I spent time on Junos routers (T and MX series) to understand how multicast replication works. I carried out some tests in lab to better understand how the multicast replication is done at the PFE level. This study was very useful for some multicast issues that I experienced in my operational network. The aim of this post is to share with you what I guess understand
Patent search engines are usually good tools to obtain technical information. For this subject I've found 2 patents written by Juniper guys that provided me a lot of relevant information:
- Patent US 7,710,963: Binary Trees for multicast traffic
- Patent US 7,263,099: Multicast Packet replication
Note : I use some PFE commands that are not supported by the JTAC. Although I've never encountered an issue with these given commands (even on operational nodes), be carreful with them
1/ Basic information
Multicast replication, on Junos, is done at PFE (Packet Forwarding Engine) level. PFE is the entity within the linecard (FPC, DPC, MPC...) that manages : packet handling, route lookup, CoS, packet encapsulation, packet forwarding...
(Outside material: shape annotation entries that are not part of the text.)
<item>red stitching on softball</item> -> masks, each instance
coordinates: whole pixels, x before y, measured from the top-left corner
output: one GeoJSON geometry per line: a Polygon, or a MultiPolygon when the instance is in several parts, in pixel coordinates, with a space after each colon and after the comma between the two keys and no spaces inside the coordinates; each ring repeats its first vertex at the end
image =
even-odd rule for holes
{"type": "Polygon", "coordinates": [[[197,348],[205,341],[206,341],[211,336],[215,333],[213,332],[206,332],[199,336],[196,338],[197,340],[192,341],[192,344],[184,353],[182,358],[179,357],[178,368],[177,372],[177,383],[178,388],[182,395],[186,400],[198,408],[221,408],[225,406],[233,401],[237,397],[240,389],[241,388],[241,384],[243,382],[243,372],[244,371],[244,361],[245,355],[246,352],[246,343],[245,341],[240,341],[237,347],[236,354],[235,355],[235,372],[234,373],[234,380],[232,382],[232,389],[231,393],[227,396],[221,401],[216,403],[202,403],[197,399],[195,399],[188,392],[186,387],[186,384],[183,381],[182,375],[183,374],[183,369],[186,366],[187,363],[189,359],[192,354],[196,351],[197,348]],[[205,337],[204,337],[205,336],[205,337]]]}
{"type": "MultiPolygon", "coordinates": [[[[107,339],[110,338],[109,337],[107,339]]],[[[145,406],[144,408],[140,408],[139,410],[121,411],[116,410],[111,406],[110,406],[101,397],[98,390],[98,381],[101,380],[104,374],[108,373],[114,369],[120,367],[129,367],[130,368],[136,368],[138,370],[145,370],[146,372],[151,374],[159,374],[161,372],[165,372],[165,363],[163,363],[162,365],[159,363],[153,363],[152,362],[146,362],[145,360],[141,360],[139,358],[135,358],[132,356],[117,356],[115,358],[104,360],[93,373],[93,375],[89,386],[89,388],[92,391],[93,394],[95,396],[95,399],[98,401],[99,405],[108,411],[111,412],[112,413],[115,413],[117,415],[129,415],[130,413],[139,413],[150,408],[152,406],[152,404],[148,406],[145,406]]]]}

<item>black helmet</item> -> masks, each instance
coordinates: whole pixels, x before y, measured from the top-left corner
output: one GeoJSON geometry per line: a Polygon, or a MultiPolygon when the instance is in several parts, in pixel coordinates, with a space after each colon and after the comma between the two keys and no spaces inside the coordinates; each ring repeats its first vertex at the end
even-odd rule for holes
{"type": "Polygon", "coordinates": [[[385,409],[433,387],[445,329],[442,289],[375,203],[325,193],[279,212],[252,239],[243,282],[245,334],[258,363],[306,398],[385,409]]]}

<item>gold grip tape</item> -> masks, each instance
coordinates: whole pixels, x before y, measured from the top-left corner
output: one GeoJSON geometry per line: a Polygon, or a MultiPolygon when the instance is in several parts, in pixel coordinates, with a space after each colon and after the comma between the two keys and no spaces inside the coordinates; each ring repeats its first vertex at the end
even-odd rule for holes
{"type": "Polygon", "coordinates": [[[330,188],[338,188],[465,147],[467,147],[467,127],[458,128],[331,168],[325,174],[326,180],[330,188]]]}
On a given card, there are more than one PFE. Each PFE supports more or less traffic and "connects" one or more physical ports. For instance :
- FPC 3 on T640 : 2 PFE (each PFE supports 20Gbits/s and connects 2x10GE links or 20x1GE links)
- FPC 4 on T1600 : 2 PFE (each PFE supports 40Gbit/s and connects for example 4x10GE PIC)
- DPCE 4x10GE on MX960 : 4 PFE (each PFE supports 10Gbits/s and connects 1x10GE link)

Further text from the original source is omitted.